The charge of being ‘biased’ reflects a rising intolerance among the political faithful. So long as the media was hailing Arvind Kejriwal as the ultimate anti-corruption prophet, we were, in the eyes of aam admi supporters, allies in their war.
Now, when we raise hard questions on alleged doublespeak, we are accused of being lackeys of corporate India. When we questioned Narendra Modi's handling of the 2002 riots, we were accused of being a pseudo-secular, anti-national force. Now, when the same media carries Modi’s rallies unedited with the assistance of the BJP’s own cameras, we are accused by the Congress of ‘selling out’ to the BJP’s prime ministerial candidate.
On the flip side, no government has been subject to the kind of media scrutiny that UPA 2 has, yet that has also not stopped the media from being targeted as agents of 10 Janpath.The response of media associations to this constant barrage of abuse and intimidation has been to either resort to self-righteous rage by invoking democratic principles and freedom of speech, or we have chosen to stay silent in the belief that there is little point in adding to the escalating noise levels.
Frankly, neither can the media occupy the high moral ground nor is it in our interest to hold our peace. The time has come to call a spade an axe and tell it like it is: the fact is, that while the political class has lost its nerve, a number of us in the media have also lost our moral compass and worryingly, our credibility.
Sharp polarisationNever before in 25 plus years in journalism has one witnessed the kind of sharp polarisation within the media, alongwith an equally troubling drop in professional standards. The polarisation is a direct result of the high stakes involved. With almost 400 news channels and thousands of newspapers, politicians are looking to co-opt the media to amplify their message.
Well choreographed events like Modi's chai pe charcha, Rahul's ‘interactive’ sessions or a Kejriwal roadshow are designed to manipulate the media image. Rather than interrogate the dominant narrative, the media has, in many instances, become a willing accomplice.

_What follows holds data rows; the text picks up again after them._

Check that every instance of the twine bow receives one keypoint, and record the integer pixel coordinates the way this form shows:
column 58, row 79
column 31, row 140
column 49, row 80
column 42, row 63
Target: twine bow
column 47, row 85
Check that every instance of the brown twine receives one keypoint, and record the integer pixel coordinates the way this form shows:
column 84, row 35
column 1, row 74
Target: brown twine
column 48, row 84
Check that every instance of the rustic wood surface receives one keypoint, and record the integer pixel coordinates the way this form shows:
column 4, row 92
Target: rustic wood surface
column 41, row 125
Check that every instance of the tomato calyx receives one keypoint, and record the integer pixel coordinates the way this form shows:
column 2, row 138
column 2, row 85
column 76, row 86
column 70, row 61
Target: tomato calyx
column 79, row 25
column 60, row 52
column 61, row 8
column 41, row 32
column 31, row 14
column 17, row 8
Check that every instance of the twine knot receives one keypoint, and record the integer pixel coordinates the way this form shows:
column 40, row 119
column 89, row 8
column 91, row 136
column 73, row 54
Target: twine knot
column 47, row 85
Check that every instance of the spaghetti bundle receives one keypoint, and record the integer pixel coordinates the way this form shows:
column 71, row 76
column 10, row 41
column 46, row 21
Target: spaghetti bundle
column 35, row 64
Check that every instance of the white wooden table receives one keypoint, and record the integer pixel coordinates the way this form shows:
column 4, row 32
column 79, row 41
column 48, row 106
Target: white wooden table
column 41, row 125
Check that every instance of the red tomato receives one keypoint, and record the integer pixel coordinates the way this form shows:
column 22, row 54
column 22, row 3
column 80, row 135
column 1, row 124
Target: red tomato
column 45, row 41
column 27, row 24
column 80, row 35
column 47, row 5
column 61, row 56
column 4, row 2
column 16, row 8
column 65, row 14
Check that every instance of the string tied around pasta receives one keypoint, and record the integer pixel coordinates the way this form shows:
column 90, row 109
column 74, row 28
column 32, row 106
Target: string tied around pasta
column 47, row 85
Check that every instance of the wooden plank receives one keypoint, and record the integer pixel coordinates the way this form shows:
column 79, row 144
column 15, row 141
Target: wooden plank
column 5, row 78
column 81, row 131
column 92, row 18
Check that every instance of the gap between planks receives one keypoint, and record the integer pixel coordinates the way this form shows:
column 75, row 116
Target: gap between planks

The dangers of such collusive, crony journalism at election time are obvious.
Worse, there is the regressive trend of projecting blatantly partisan agendas as ‘independent’ news and views. Many of us are no longer true to our calling: we peddle half truths, and, at times, cheap sensationalism in the belief that it is no longer enough to ‘tell’ a story, but that the story must be ‘sold’ in a manner that will attract maximum eyeballs. In this age of hype, when news becomes box office for some and ratings matter more than respect, then you know you are on a slippery slope to tabloidization.
At the core of the credibility crisis lies a business model which is driven by a vicious cycle of TRPs, advertising revenues and hefty carriage fees to cable operators. When a single national news channel still has to pay upwards of Rs 50 crore to cable operators for telecasting a channel, when subscription revenues are still kicking in all too slowly, when the advertising pie is being sliced between dozens of channels, then the space for investing in quality news gathering and investigations or training and mentoring young journalists is shrinking all the time. We find it so much cheaper to get eight people to scream at each other in a studio.
Changing patternsThe second issue concerns changing ownership patterns. Many of the mushrooming television channels are now owned by fly by night operators and politicians whose interests are primarily in using a media platform for settling personal scores, pushing political agendas or in seeking status to match monetary clout. Many of these owners have little interest in the classical idea of journalism as being the relentless pursuit of the truth: instead, we now have a mix of supari journalism that seeks to fix someone or one that promotes mindless infotainment.
But it would be easy, and even misconceived, to blame the fall in journalistic standards on some evil owner out there who is insisting that we place sensation above sense. The buck must ultimately stop at the editor’s table. Sadly, the professional editor as a gatekeeper of news is being replaced by editor as fixer, editor as proprietor, or editor as larger than life egoistical ‘star,’ all of which can diminish from the intrinsic values of journalism in the absence of adequate checks and balances.
Whichever kind of editor one chooses to be, the inescapable reality is that the editor must be more accountable to readers and viewers. A few years ago, as president of the Editors Guild, I had proposed that all editors declare their assets. The move failed to take off. I had also suggested that all editors make a written commitment that they would not allow any ‘paid news’ or advertorials without full and transparent disclosure. The proposal met with only partial success. While we demand the highest standards of accountability from other public figures, it is time we turned the gaze inwards. Or become a species that wields power, evokes fear, but loses respect.